R version 3.4.3 (2017-11-30)
Platform: x86_64-pc-linux-gnu (64-bit)
Running under: Ubuntu 16.04.3 LTS

with tidyverse_1.2.1 (loading readr_1.1.1)

Is that a bug that should be reported?

Habert
  • 347
  • 2
  • 10
  • 1
    `read_csv` has an argument `guess_max`, which by default will be set to 1000. So `read_csv` only reads the first 1000 records before trying to figure out how each column should be parsed. Increasing `guess_max` to be larger than the total number of rows should fix the problem. – Marius Jan 12 '18 at 02:39
  • 2
    You could also specify `col_types=...` as double or character. – CPak Jan 12 '18 at 03:27
  • 1
    Using @CPak's suggestion will make your code more reproducible and your analyses more predictable in the long run. That's a primary reason `read_csv()` spits out a message about the colspec upon reading (so you can copy it and use it). Copy it, modify it and tell it to use a different type. – hrbrmstr Jan 12 '18 at 04:09

2 Answers2

2

Adding the two answers, both correct, and the rationale as Community Wiki.

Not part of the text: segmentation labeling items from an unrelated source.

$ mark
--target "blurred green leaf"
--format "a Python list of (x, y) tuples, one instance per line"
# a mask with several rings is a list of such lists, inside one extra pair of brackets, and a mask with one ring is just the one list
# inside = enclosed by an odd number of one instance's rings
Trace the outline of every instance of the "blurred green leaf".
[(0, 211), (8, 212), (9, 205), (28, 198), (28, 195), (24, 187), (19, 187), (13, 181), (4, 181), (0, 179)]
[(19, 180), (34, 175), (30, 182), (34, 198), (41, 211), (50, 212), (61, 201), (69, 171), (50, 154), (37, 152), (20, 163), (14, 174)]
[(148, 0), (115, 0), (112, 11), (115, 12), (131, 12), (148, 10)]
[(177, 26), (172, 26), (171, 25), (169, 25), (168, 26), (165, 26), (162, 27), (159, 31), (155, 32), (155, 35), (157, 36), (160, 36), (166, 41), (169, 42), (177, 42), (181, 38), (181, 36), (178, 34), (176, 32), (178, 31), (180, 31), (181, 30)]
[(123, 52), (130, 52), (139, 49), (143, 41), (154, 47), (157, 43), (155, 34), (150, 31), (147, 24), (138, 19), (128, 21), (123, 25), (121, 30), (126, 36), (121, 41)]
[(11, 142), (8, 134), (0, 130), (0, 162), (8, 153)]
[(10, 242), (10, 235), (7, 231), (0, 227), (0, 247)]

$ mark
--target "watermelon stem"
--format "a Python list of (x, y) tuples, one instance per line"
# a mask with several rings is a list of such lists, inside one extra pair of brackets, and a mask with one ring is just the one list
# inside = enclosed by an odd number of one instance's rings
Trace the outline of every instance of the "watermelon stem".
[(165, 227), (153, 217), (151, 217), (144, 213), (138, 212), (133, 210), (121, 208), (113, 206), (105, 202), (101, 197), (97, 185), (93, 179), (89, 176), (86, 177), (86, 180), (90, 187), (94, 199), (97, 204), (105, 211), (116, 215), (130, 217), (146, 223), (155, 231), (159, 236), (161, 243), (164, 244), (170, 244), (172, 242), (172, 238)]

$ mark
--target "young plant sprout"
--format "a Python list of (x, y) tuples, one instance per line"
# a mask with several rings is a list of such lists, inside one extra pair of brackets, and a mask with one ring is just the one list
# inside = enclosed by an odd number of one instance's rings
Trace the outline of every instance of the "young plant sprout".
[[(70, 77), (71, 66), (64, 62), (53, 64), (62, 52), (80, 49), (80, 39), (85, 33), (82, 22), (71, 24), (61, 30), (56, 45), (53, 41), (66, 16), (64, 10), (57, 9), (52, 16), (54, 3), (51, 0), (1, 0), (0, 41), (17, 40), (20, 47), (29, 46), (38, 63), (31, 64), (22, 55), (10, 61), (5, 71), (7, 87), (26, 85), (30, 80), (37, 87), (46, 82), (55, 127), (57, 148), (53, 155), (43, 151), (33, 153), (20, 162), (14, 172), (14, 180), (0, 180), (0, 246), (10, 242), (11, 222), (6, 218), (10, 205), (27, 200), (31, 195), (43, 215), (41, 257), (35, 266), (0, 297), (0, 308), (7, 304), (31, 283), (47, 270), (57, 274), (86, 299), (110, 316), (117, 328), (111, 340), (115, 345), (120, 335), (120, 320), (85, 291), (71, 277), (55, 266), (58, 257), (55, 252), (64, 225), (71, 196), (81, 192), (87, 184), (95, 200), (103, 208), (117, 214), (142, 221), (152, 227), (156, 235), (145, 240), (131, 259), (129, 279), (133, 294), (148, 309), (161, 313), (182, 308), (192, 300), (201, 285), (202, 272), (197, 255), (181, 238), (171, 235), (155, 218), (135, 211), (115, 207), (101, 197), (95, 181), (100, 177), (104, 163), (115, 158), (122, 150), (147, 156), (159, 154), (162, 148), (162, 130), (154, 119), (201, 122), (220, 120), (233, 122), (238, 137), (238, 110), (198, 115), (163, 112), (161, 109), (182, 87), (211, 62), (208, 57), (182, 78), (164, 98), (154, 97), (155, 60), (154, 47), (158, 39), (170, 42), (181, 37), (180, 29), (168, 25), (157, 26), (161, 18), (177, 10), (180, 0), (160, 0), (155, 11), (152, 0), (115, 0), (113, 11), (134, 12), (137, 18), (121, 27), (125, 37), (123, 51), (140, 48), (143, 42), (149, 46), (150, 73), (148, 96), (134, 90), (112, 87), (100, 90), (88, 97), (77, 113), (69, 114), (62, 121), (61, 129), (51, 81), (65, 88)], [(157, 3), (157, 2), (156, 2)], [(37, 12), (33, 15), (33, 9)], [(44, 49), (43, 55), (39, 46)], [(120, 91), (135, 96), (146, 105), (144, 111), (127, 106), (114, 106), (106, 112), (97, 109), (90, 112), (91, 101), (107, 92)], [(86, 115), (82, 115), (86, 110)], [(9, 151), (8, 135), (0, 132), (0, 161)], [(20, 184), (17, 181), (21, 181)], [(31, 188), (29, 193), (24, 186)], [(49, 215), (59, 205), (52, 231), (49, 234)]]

read_csv has an argument guess_max, which by default will be set to 1000. So read_csv only reads the first 1000 records before trying to figure out how each column should be parsed. Increasing guess_max to be larger than the total number of rows should fix the problem. – Marius 4 hours ago

You could also specify ,col_types= ..., as double or character. – CPak 3 hours ago

Using @CPak's suggestion will make your code more reproducible and your analyses more predictable in the long run. That's a primary reason read_csv() spits out a message about the colspec upon reading (so you can copy it and use it). Copy it, modify it and tell it to use a different type.

IRTFM
  • 258,963
  • 21
  • 364
  • 487
  • Using `col_types = "d"` indeed works here on this minimal example, but this problem stemmed from a real life problem where I might not know in advance where this column might be. Moreover I might need to keep the column as integer and then need an extra `mutate(a = as.integer(a))`. – Habert Jan 12 '18 at 20:24
  • I find the suggestion with `guess_max = ...` slightly more practical. In my real life problem the data frame has typically between 10K and 100K rows and events with integer values > 1000 are rare. There is no way to know in advance if the first such event will not occur after guess_max, unless I set guess_max to the number of rows. – Habert Jan 12 '18 at 20:31
  • What would solve completely this problem would be the `Allow int_use_scientific=FALSE` in write_csv from Zeehio [readr_commit](https://github.com/zeehio/readr/commit/9f4061269fb8b7a36d5f8d424ac54b093ec54c84) since there is really no need to write scientific notations automatically for integers >= 1000. – Habert Jan 12 '18 at 20:34
  • @Habert You can edit the answer. Might have more impact than a comment. – IRTFM Jan 12 '18 at 22:18
0

I just installed the dev version of readr: devtools::install_github("tidyverse/readr"), so now I have readr_1.2.0, and the NA problem went away. But the column "a" is "guessed" by read_csv() as dbl now (whether or not there is a large integer in it), whereas it was correctly read as int before, so if I need it as int I still have to do a as.integer() conversion. At least now it does not crash my code.

tib <- test_write_read(1, 1002, 1001, 1000)
tib %>% tail(n = 3)
## A tibble: 6 x 1
#        a
#    <dbl>
#1    1.00
#2 1000
#3    1.00

The large value is still written as 1e3 by write_csv(), though, so to my opinion this is not quite a final solution.

$ tail -n3 tib.csv
#1
#1e3
#1
Habert
  • 347
  • 2
  • 10